A pesar del calor, del fragor del tránsito en las autopistas de vértigo, de las distancias cortas más largas del mundo, yo iba reconociendo a cada vuelta de rueda los sitios familiares de mi infancia desde que atravesé la ciudad por primera vez. Identificaba en las laderas escarpadas las cabañas de colores de los enanos, los dragones de candela, la torre del rey, y una edificación luciferina que sólo por su nombre sobrepasaba de muy lejos a todos los horrores del mundo infantil: El Helicoide de la Roca Tarpeya. Recuerdo que al verla por vez primera, asomada a su precipicio mortal, volví a recordar: La infeliz Caracas.
Mi primer domingo en la ciudad desperté con la rara sensación de que algo extraño nos iba a suceder, y la atribuí al estado de ánimo que me había inspirado con sus fábulas doña Juana de Freites. Pocas horas más tarde, cuando nos preparábamos para un domingo feliz en la playa, Soledad Mendoza subió de dos zancadas las escaleras de la casa con sus botas de Siete Leguas.
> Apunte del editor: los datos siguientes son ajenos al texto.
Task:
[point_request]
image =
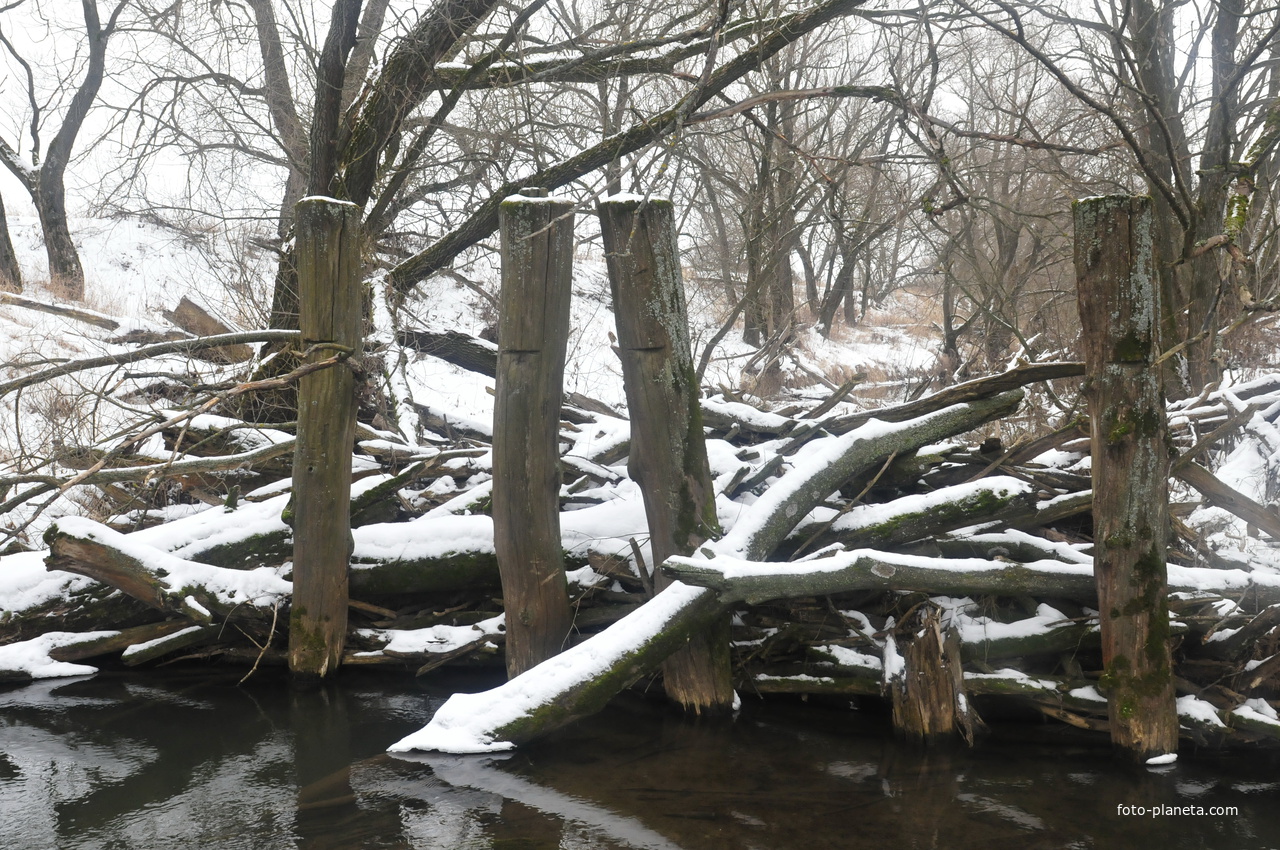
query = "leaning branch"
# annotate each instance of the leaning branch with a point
(178, 347)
-¡Se alzó la aviación! – gritó. En efecto, quince minutos después, la ciudad de abrió por completo en su estado natural de literatura fantástica. Los caraqueños habían salido a las azoteas, saludando con pañuelos de júbilo a los aviones de guerra y aplaudiendo de gozo cuando veían caer las bombas sobre el Palacio de Miraflores, que para mí seguía siendo el Castillo del Rey que Rabió. Tres meses después, Venezuela fue por poco tiempo, pero de un modo inolvidable en mi vida, el país más libre del mundo. Y yo fui un hombre feliz, tal vez porque nunca más desde entonces me volvieron a ocurrir tantas cosas definitivas por primera vez en un solo año: me casé para siempre, viví una revolución de carne y hueso, tuve una dirección fija, me quedé tres horas encerrado en un ascensor con una mujer bella, escribí mi mejor cuento para un concurso que no gané, definí para siempre mi concepción de la literatura y sus relaciones secretas con el periodismo, manejé el primer automóvil y sufrí un accidente dos minutos después, y adquirí una claridad política que habría de llevarme doce años más tarde a ingresar en un partido de Venezuela.
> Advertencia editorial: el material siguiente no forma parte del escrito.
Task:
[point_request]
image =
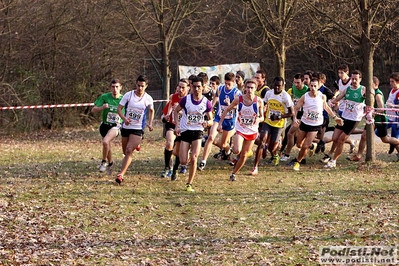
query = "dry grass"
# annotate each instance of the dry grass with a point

Tal vez por eso, una de las hermosas frustraciones de mi vida es no haberme quedado a vivir para siempre en esa ciudad infernal. Me gusta su gente, a la cual me siento muy parecido, me gustan sus mujeres tiernas y bravas, y me gusta su locura sin límites y su sentido experimental de la vida. Pocas cosas me gustan tanto en este mundo como el color del Avila al atardecer. Pero el prodigio mayor de Caracas es que en medio del hierro y el asfalto y los embotellamientos de tránsito que siguen siendo uno solo y siempre el mismo desde hace 20 años, la ciudad conserva todavía en su corazón la nostalgia del campo. Hay unas tardes de sol primaveral en que se oyen más las chicharras que los carros, y uno duerme en el piso número quince de un rascacielos de vidrio soñando con el canto de las ranas y el pistón de los grillos, y se despierta en unas albas atronadoras, pero todavía purificadas por los cobres de un gallo. Es el revés de los cuentos dehadas: la feliz Caracas.